MURILO ROCHA

Festa estranha

Redação O Tempo

Por Da Redação
Publicado em 08 de dezembro de 2016 | 03:00
 
 

No canto direito de quem olha a imagem, no alto da foto, está o senador Aécio Neves (PSDB), sentado, com o corpo ligeiramente inclinado para frente e para o lado direito, com um sorriso no rosto. A seu lado, também sentado e com o corpo na mesma posição, porém tombado para o lado esquerdo, com o rosto ao encontro de seu interlocutor, quase tocando-o, está o juiz Sergio Moro, principal nome da operação Lava Jato. Ele também compartilha do mesmo sorriso do tucano. Ambos estão descontraídos, bem à vontade, parecem íntimos. Bebem água. No momento do registro, Moro está cochichando ao pé do ouvido do senador mineiro. Intui-se tratar de algo divertido, pois eles sorriem; pode-se, atendo-se aos detalhes das expressões, arriscar que se trata de um comentário mordaz.

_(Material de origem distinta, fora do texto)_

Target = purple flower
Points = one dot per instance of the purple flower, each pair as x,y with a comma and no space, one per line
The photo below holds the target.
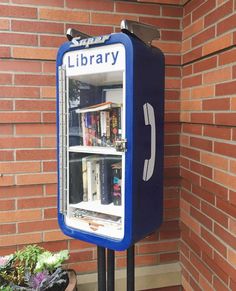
38,278
4,260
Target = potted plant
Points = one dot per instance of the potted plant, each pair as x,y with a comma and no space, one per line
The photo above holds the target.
34,268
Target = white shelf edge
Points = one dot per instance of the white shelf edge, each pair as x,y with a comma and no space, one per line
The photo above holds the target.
96,206
95,150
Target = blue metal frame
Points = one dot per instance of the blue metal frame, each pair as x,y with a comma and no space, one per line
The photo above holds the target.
139,221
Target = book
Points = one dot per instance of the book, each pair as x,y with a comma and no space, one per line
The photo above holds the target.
115,124
98,180
84,179
98,107
106,177
116,183
75,179
91,178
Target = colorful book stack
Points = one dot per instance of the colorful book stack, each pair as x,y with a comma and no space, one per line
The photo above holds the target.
100,124
101,177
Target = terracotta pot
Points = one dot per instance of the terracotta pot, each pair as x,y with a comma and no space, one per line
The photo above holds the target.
72,286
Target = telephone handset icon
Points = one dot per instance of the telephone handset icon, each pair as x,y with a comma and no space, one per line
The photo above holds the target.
149,119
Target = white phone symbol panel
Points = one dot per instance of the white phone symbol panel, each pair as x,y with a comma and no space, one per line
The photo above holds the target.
149,119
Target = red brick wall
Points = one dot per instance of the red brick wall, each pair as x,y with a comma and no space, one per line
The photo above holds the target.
208,148
31,32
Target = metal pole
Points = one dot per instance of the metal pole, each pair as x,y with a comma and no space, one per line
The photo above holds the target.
101,263
110,270
130,269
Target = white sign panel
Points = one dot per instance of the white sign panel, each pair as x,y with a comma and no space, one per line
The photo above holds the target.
102,59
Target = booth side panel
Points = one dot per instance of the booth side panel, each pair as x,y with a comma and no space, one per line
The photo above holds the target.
148,140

Na mesma fileira do lado esquerdo da fotografia, apenas para registro, mas não sem importância, estão conversando, também de forma descontraída, o megaempresário Abílio Diniz e o jornalista José Marques, da revista “IstoÉ”, promotora do encontro. No primeiro plano, mas não tão à vontade como os colegas do fundão, estão o presidente da República, Michel Temer (PMDB), o governador de São Paulo, Geraldo Alckmin (PSDB), e o ministro da Fazenda do Planalto, Henrique Meirelles. Temer está no canto direito com semblante sério, o pescoço torcido para a esquerda, olhando para alguém ou alguma coisa que não aparece na foto. Alckmin, ao lado do presidente e assim como ele, olha para o mesmo lado, mas tem na cara certa apreensão, como a de quem quisesse, na verdade olhar para trás e escutar a conversa alheia – no caso, a de Moro com Aécio. Aparenta estar sentindo-se visivelmente excluído do animado bate-papo da fileira de trás. Meirelles, à esquerda e fechando o trio da frente, ao contrário dos demais está com a cabeça baixa, absorto em uma folha de papel acomodada em sua perna direita, cruzada sobre a esquerda. Talvez estivesse a decorar o discurso.

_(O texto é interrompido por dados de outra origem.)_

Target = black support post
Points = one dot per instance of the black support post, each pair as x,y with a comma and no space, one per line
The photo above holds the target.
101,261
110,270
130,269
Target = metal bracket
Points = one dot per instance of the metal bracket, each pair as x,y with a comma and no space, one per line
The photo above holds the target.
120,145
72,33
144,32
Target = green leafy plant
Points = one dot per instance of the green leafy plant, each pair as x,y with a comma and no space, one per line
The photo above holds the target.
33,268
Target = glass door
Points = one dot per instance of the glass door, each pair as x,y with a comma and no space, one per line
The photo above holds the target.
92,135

A foto original, na verdade, é mais horizontal e inclui ainda outros três personagens, entre eles o ministro das Relações Exteriores, o também tucano José Serra. Mas, em uma de suas versões, amplamente divulgada ontem nas redes sociais, o enquadramento reúne apenas os seis personagens citados acima. A imagem foi registrada na noite de terça-feira por Diego Padgurschi, da Folhapress, durante a premiação Brasileiros do Ano, da revista “IstoÉ”, em São Paulo. A publicação escolheu Michel Temer como o Brasileiro do Ano.

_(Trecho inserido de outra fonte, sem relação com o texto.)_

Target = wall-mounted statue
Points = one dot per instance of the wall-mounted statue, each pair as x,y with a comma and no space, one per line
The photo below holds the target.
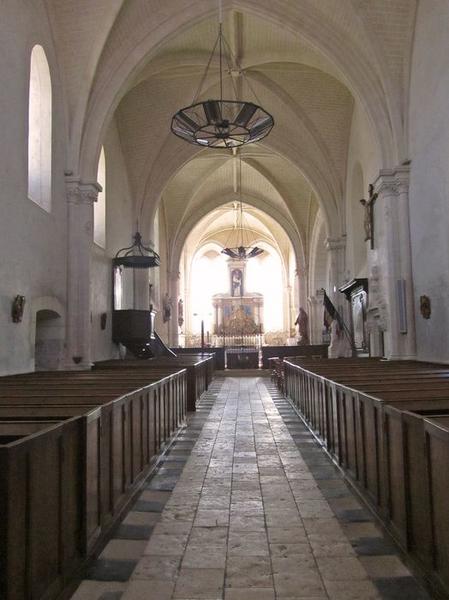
303,327
17,308
180,312
368,221
236,282
166,308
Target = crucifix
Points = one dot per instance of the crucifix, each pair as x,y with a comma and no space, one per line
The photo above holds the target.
368,221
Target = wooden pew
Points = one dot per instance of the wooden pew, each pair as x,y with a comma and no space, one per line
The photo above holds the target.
84,451
387,425
199,369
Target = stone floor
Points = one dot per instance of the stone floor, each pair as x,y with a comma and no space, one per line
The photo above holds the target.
247,506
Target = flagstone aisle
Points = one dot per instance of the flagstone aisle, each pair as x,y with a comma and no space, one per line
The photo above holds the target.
259,513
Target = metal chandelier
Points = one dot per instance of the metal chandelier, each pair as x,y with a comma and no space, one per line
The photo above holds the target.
221,123
243,249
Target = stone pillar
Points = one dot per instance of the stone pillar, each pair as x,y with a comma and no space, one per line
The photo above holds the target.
302,278
141,281
316,318
390,265
173,292
336,263
80,199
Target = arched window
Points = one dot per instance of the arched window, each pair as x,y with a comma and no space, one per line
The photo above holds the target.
100,204
39,130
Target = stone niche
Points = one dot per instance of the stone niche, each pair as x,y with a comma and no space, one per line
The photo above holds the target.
356,292
238,312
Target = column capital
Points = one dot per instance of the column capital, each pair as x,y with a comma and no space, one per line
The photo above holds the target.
82,192
392,181
174,275
335,243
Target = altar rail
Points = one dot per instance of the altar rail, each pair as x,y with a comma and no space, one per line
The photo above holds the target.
386,423
74,449
218,353
317,351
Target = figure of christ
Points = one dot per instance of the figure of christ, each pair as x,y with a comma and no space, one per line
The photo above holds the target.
237,287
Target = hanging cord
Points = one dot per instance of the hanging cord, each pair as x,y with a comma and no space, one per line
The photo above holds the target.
240,69
203,78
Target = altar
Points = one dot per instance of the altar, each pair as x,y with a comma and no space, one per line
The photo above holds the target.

Temer tramou nos bastidores e depois à luz do dia com lideranças do Congresso e nomes do Judiciário a derrubada de Dilma Rousseff (PT) para tomar posse em seu lugar. Seu nome aparece em gravações sob investigação no âmbito da operação Lava Jato. Seis ministros de seu governo já caíram em menos de seis meses por suspeitas de corrupção, tráfico de influência ou por discordância da condução política do Planalto. Sob seu curto mandato, a instabilidade política do país agravou-se – vide relações do Judiciário com o Legislativo –, a crise econômica permanece, a corrupção grassa, e as medidas de autoria do Executivo são questionáveis em forma e conteúdo.

A última delas, também uma Proposta de Emenda à Constituição (PEC), prevê a reformulação da Previdência Social. Assim como a PEC dos Tetos dos Gastos Públicos, a medida atingirá em cheio a parcela mais pobre da população. Entre os pontos da proposta está a previsão de o trabalhador ter o direito de receber o teto estipulado pelo INSS após 49 anos de contribuição, mesmo já tendo atingido a idade mínima (esta passaria a ser de 65 anos).

Sobre Aécio e Moro, este último agraciado pela revista como Brasileiro do Ano na Justiça, eles provavelmente estavam apenas falando futilidades, conversas típicas de eventos sociais envolvendo políticos e autoridades. Aécio é citado desde o início em diversas delações ligadas às empreiteiras OAS e Odebrecht, investigadas pelo juiz na Lava Jato, além de ser acusado de ter atuado para maquiar documentos na CPI dos Correios. Ele nega as acusações e ainda não responde a nenhuma ação nem foi alvo de indiciamento pela força-tarefa capitaneada por Moro em Curitiba.